There is still a lot that is unknown, including what actually causes hot flashes and night sweats.  The two biggest challenges Dr. Wizda sees are menopausal weight gain and changes in libido.  "I wish I had a better answer for the weight gain other than diet modifications and exercise, but I don't.  Libido changes are complex and there is no simple answer.  That can be difficult for couples, especially since men are 'wired' differently."

Dr. Marianne Wizda, gynecologist at Washington Health System, said no one has all the answers as to why menopausal symptoms are different in women. "We know there are differences in menopause symptoms in different cultures, race, ethnicity and body type. But for an individual, I don't think anybody can say why one woman may experience many symptoms, and others almost none. There are a small percentage of women whose hot flashes improve but may never go away."

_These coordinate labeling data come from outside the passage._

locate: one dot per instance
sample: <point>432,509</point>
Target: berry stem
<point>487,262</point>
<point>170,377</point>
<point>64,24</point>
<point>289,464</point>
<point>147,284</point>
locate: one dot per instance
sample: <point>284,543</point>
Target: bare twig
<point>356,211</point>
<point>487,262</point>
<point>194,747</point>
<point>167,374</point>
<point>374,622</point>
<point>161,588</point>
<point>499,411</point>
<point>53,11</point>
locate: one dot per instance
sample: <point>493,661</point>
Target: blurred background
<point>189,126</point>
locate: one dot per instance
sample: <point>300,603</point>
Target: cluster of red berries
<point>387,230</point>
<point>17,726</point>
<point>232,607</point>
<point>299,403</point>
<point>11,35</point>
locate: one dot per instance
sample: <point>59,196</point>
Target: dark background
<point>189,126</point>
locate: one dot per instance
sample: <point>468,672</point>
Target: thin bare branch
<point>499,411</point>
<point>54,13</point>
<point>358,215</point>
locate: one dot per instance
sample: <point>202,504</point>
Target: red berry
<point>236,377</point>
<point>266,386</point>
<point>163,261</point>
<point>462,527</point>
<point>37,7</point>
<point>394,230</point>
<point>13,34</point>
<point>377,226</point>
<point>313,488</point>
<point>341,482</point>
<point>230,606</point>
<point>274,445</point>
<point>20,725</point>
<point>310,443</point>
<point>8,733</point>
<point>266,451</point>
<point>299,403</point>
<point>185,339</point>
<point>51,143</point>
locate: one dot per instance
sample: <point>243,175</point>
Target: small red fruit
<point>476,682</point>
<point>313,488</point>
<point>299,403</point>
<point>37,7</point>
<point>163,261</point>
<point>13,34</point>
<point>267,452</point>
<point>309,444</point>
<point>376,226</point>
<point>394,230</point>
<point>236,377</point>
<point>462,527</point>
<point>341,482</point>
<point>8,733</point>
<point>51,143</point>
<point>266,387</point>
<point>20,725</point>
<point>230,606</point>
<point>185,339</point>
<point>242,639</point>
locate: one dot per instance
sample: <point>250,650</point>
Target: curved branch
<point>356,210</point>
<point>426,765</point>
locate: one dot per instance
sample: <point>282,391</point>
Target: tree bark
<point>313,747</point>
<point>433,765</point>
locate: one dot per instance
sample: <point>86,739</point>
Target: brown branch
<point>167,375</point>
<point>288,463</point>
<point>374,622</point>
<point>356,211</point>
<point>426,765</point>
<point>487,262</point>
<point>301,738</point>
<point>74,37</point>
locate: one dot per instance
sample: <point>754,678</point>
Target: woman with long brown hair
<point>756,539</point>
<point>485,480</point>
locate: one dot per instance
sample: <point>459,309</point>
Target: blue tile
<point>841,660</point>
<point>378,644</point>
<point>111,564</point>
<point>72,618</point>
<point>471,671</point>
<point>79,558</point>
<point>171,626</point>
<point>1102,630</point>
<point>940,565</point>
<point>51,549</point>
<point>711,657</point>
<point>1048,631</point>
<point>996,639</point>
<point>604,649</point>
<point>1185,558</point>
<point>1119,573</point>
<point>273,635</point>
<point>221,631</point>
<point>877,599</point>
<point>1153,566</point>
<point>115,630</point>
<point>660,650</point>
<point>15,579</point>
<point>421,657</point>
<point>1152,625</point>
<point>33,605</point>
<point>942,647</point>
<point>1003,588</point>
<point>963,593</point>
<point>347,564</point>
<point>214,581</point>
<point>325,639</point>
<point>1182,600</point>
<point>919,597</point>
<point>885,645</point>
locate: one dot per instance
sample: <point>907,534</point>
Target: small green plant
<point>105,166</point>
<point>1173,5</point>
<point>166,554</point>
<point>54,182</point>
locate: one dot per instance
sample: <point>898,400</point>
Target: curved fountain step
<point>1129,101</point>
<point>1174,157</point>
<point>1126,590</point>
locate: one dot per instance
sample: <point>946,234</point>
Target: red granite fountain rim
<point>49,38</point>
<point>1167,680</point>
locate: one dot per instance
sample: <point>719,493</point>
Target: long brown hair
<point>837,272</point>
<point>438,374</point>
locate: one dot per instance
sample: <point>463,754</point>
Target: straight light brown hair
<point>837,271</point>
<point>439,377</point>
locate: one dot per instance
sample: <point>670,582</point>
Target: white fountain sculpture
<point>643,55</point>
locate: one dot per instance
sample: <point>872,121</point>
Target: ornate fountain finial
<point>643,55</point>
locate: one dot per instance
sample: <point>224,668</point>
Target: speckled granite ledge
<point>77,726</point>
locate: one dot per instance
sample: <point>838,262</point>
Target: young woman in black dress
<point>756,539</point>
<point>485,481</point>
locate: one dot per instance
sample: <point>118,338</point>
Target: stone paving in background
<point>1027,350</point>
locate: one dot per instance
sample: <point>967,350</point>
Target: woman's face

Of course these symptoms can have an impact.  "Once your body loses all its estrogen at menopause, there's generally a fairly big decline in bone density.  This will continue over the years if the person is not doing anything to stabilize that."  For that reason, most women usually need to take Vitamin D and calcium supplements after menopause.  Strength training is extremely important for the menopausal women as well, not only for bone density, but also for the loss of muscle mass during the aging process.

Dr. Wizda added that it can be difficult to determine whether some things are just general causes of aging or whether it's the menopause itself.  Heart disease is big concern for women as they age, and women should address the known risk factors, including hypertension, diabetes and elevated cholesterol with their primary care physician.

Dr. Wizda concluded, "I think the bottom line about menopause is that it is a very different experience in all women.  There are different treatment options for women depending on what symptoms they are experiencing – whether it is bleeding problems, sleep disturbances, mood changes, hot flashes:  there is no one treatment for all, and each should be individualized."